La sala del Park Hotel San Michele, gremita, ha accolto con entusiasmo le parole del consigliere regionale Donato Pentassuglia: “Negli ultimi quattro anni sono stati conquistati risultati che nemmeno la Democrazia Cristiana, la tanto cara balena bianca, è stata capace di raggiungere. L’ospedale, ad esempio, è stato ammodernato e oggi è una struttura di primo livello. La lotta si concentra ora sulla insufficienza del personale, che ringrazio per i sacrifici e gli sforzi che compie quotidianamente. Dobbiamo ripartire dalle tante cose fatte,  rispettando la storia di Martina, mostrando  vicinanza ai cittadini e coerenza, quella coerenza che spiace non riscontrare in chi ha deciso di cambiare casacca”.

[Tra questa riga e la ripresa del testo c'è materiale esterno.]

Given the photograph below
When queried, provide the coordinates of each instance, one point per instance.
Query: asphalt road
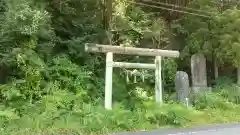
(221, 129)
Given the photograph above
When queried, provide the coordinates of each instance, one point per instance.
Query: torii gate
(109, 50)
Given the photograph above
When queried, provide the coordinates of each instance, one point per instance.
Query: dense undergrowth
(64, 113)
(49, 85)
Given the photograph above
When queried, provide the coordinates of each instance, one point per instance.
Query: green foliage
(50, 85)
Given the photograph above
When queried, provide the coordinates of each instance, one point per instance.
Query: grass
(46, 118)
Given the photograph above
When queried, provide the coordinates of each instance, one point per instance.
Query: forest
(50, 85)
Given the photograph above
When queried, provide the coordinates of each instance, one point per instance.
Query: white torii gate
(109, 50)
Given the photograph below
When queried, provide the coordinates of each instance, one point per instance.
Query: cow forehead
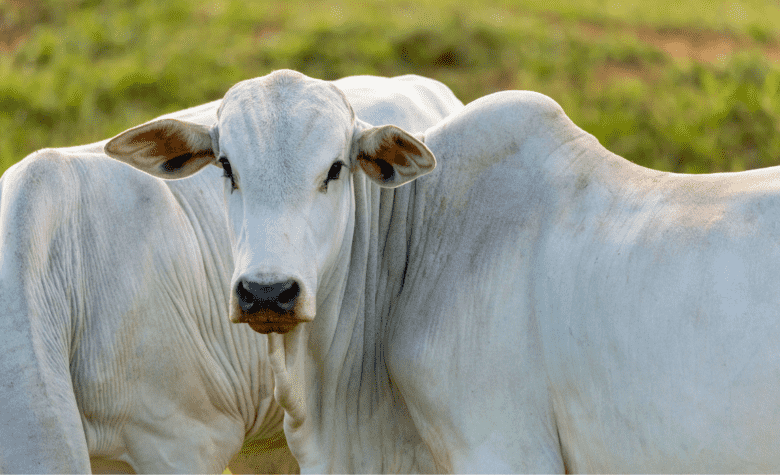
(284, 116)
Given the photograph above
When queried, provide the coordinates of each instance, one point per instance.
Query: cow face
(289, 147)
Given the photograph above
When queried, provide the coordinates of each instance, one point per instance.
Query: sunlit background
(677, 85)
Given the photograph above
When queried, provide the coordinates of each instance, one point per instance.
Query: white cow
(114, 347)
(116, 344)
(538, 304)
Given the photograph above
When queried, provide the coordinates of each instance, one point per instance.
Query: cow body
(118, 349)
(536, 304)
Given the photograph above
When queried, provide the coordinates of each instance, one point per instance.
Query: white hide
(536, 304)
(117, 346)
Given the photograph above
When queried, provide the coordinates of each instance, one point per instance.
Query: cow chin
(272, 327)
(269, 321)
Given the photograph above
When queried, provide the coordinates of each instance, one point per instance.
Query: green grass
(73, 72)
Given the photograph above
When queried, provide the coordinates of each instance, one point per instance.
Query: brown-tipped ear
(391, 157)
(165, 148)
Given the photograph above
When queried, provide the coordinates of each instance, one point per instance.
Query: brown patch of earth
(702, 45)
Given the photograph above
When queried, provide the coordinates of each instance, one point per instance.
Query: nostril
(246, 298)
(288, 293)
(279, 297)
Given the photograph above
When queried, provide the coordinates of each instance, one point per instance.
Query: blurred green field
(686, 86)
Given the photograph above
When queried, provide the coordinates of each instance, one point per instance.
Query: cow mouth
(272, 327)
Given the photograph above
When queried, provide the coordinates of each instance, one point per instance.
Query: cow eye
(227, 171)
(333, 174)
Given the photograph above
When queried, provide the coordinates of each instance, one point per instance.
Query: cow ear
(391, 157)
(165, 148)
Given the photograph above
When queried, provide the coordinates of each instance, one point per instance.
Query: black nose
(279, 297)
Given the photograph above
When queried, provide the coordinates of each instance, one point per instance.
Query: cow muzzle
(270, 306)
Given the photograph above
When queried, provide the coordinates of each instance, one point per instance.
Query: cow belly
(663, 355)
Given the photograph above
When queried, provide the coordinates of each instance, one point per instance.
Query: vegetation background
(676, 85)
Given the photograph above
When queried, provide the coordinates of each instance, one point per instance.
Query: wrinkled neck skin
(342, 411)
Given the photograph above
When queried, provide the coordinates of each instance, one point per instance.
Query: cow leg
(40, 426)
(265, 456)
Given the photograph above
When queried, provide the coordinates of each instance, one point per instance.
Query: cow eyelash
(333, 174)
(227, 171)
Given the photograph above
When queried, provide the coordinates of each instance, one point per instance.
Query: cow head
(289, 146)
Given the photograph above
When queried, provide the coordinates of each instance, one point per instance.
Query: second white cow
(537, 304)
(117, 349)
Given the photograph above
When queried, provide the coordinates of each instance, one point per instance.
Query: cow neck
(241, 388)
(342, 411)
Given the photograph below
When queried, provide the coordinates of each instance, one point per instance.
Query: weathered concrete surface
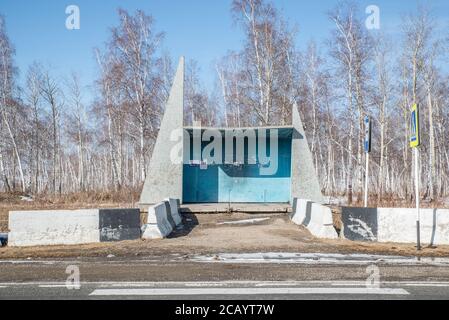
(399, 225)
(396, 225)
(64, 227)
(174, 211)
(164, 177)
(315, 217)
(360, 224)
(158, 226)
(119, 224)
(304, 179)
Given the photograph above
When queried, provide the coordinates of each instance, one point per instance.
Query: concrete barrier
(65, 227)
(70, 227)
(119, 224)
(174, 210)
(315, 217)
(359, 224)
(158, 225)
(396, 225)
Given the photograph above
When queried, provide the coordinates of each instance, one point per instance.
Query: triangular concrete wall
(305, 183)
(164, 176)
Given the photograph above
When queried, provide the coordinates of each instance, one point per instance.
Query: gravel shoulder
(206, 234)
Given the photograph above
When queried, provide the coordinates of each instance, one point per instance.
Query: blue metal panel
(239, 183)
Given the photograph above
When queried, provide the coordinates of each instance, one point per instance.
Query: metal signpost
(367, 146)
(415, 142)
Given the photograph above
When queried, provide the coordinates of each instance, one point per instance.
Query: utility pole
(415, 142)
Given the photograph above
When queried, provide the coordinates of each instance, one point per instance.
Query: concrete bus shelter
(193, 179)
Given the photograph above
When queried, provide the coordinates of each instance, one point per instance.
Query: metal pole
(418, 217)
(366, 180)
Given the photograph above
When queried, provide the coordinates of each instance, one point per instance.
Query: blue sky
(198, 29)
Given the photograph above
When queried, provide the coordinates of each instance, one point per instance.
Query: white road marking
(427, 285)
(53, 286)
(169, 284)
(245, 291)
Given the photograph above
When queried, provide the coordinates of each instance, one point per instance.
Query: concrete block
(399, 225)
(315, 217)
(63, 227)
(174, 210)
(158, 225)
(359, 224)
(119, 224)
(299, 209)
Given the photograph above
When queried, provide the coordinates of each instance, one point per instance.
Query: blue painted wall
(239, 184)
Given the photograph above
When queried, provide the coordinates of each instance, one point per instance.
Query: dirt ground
(206, 234)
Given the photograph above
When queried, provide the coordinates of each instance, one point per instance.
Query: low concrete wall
(158, 225)
(70, 227)
(65, 227)
(360, 224)
(315, 217)
(396, 225)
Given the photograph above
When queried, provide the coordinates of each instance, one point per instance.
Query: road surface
(253, 276)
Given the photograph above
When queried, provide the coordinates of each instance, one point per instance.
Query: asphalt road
(274, 276)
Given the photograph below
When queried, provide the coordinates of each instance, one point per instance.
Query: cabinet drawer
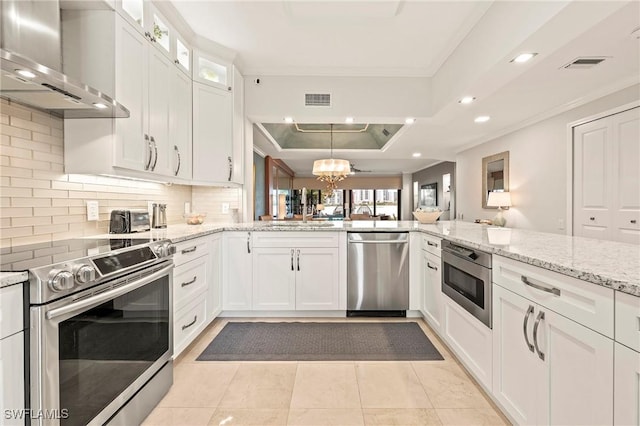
(588, 304)
(189, 280)
(188, 322)
(296, 239)
(189, 250)
(431, 244)
(11, 310)
(628, 320)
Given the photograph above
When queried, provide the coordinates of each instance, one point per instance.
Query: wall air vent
(584, 63)
(317, 99)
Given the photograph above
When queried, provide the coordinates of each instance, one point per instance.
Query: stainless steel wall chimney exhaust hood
(30, 59)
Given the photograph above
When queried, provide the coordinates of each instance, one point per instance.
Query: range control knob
(60, 280)
(85, 274)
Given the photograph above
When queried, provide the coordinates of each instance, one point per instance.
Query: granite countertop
(606, 263)
(11, 278)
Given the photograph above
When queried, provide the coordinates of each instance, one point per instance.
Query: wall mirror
(495, 175)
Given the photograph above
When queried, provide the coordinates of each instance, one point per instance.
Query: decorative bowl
(194, 218)
(427, 217)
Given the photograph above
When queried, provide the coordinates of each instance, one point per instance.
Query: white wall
(537, 170)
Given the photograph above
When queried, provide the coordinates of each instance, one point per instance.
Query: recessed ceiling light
(26, 73)
(523, 57)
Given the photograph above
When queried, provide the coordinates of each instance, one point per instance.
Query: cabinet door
(317, 279)
(180, 124)
(237, 271)
(274, 286)
(516, 369)
(214, 273)
(626, 168)
(212, 134)
(578, 373)
(626, 395)
(12, 373)
(160, 70)
(133, 150)
(432, 290)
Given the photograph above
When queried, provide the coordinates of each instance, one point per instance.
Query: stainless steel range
(100, 324)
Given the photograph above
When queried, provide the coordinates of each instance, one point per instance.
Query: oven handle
(107, 295)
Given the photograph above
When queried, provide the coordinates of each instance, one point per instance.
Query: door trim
(570, 133)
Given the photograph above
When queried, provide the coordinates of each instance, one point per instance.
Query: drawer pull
(551, 290)
(535, 335)
(524, 327)
(195, 277)
(195, 318)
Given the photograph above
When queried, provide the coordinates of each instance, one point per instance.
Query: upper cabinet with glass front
(146, 18)
(212, 71)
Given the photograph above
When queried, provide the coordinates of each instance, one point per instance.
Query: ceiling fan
(354, 169)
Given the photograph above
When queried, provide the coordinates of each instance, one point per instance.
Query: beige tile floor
(321, 393)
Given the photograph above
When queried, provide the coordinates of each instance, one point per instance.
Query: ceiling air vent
(584, 63)
(317, 99)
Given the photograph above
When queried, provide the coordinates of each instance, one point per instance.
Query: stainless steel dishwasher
(377, 273)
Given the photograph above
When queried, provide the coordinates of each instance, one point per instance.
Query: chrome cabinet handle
(195, 278)
(149, 152)
(155, 150)
(525, 323)
(535, 335)
(177, 151)
(552, 290)
(195, 318)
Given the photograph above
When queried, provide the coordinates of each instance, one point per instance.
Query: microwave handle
(81, 305)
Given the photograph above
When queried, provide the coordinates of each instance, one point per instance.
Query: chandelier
(331, 170)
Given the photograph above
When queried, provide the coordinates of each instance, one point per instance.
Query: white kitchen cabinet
(626, 396)
(11, 353)
(147, 143)
(296, 271)
(190, 291)
(432, 290)
(606, 178)
(212, 135)
(237, 281)
(549, 369)
(214, 276)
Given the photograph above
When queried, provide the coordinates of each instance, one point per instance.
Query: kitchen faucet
(304, 205)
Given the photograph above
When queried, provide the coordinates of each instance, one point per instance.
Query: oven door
(93, 353)
(469, 285)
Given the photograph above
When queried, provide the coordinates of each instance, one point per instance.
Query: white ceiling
(459, 47)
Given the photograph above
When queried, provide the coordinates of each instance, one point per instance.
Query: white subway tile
(30, 202)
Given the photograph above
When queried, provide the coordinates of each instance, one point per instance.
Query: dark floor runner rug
(328, 341)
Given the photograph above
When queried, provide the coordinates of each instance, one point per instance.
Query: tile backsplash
(39, 202)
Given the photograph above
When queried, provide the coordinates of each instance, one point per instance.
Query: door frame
(570, 133)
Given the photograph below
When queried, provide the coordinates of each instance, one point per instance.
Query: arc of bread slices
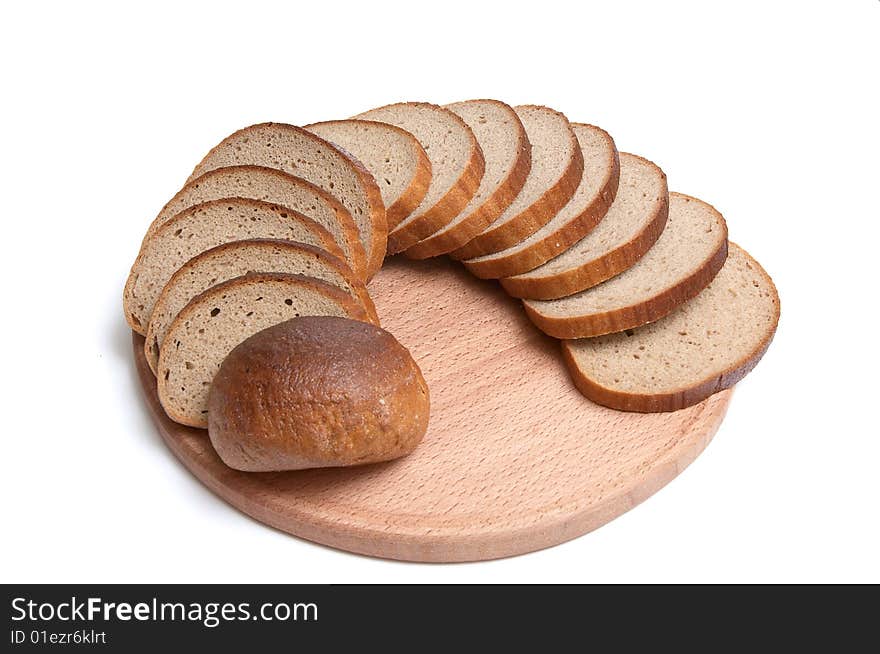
(508, 157)
(299, 152)
(457, 166)
(707, 345)
(632, 224)
(238, 258)
(277, 187)
(393, 156)
(557, 167)
(214, 322)
(201, 228)
(688, 254)
(584, 211)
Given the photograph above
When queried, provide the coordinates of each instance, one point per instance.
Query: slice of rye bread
(705, 346)
(457, 166)
(557, 167)
(393, 156)
(201, 228)
(213, 323)
(239, 258)
(508, 156)
(275, 186)
(301, 153)
(582, 213)
(633, 223)
(688, 254)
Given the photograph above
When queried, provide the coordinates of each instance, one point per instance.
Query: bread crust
(321, 232)
(356, 255)
(351, 307)
(450, 205)
(359, 398)
(635, 315)
(567, 235)
(536, 215)
(682, 397)
(595, 271)
(151, 344)
(417, 188)
(378, 226)
(447, 240)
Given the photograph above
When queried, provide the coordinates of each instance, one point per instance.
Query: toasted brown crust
(682, 397)
(531, 219)
(478, 220)
(349, 305)
(151, 349)
(359, 397)
(378, 225)
(636, 315)
(415, 192)
(450, 205)
(556, 242)
(326, 238)
(356, 256)
(596, 271)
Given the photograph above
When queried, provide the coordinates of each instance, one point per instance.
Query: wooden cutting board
(515, 459)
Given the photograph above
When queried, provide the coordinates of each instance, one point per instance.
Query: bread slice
(201, 228)
(583, 212)
(456, 166)
(508, 155)
(688, 254)
(239, 258)
(301, 153)
(557, 166)
(275, 186)
(213, 323)
(631, 226)
(707, 345)
(393, 156)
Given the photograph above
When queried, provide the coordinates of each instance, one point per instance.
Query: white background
(767, 110)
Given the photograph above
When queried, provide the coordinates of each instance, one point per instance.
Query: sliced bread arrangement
(457, 166)
(271, 241)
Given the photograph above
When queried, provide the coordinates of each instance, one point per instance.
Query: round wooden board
(515, 459)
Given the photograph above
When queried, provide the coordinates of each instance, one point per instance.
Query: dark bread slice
(240, 258)
(457, 166)
(213, 323)
(393, 156)
(301, 153)
(631, 226)
(201, 228)
(358, 397)
(277, 187)
(508, 157)
(705, 346)
(688, 254)
(583, 212)
(557, 167)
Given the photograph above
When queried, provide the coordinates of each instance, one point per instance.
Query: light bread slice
(705, 346)
(201, 228)
(239, 258)
(301, 153)
(275, 186)
(630, 227)
(557, 167)
(583, 212)
(457, 166)
(688, 254)
(508, 156)
(213, 323)
(393, 156)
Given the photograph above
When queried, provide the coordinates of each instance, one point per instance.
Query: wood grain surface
(515, 458)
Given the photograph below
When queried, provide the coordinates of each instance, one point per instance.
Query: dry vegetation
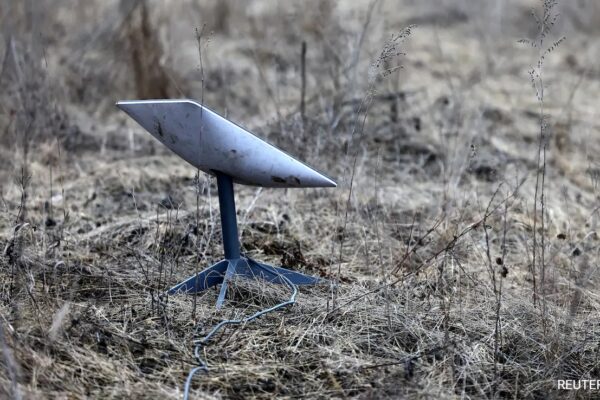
(461, 243)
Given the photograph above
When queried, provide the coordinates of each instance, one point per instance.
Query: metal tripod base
(223, 271)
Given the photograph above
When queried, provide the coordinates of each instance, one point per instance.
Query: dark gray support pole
(231, 241)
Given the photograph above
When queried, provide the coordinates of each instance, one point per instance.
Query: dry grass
(429, 236)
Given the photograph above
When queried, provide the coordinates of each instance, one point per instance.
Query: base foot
(225, 270)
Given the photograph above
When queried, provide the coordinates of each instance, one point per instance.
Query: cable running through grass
(200, 344)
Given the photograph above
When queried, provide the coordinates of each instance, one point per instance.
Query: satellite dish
(212, 143)
(219, 147)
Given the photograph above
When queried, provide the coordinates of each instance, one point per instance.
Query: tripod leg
(273, 274)
(211, 276)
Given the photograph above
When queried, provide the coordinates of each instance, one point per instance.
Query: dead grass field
(428, 240)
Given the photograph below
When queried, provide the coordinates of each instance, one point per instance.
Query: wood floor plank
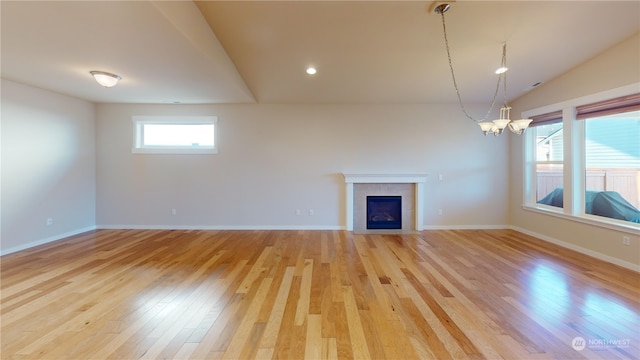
(196, 294)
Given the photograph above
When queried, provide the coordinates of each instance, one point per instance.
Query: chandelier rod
(441, 10)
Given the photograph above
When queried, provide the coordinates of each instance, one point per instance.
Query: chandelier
(497, 126)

Il candidato sindaco del centrosinistra Franco Ancona ne è convinto: “A Martina – ha affermato – occorre stabilità e la nostra squadra è l’unica in grado di garantirla. Hanno fatto in modo di non farci arrivare alla fine del mandato elettorale perché sarebbe stato più facile per noi illustrare  gli obiettivi raggiunti e quello che abbiamo in mente di fare in futuro. Certamente qualche autocritica va fatta: siamo stati troppo sulle carte e meno per strada, ma lo abbiamo fatto solo perché la macchina amministrativa era completamente ferma, perché era atterrata e atterrita; e per rimetterla in moto abbiamo dovuto lavorare molto duramente”.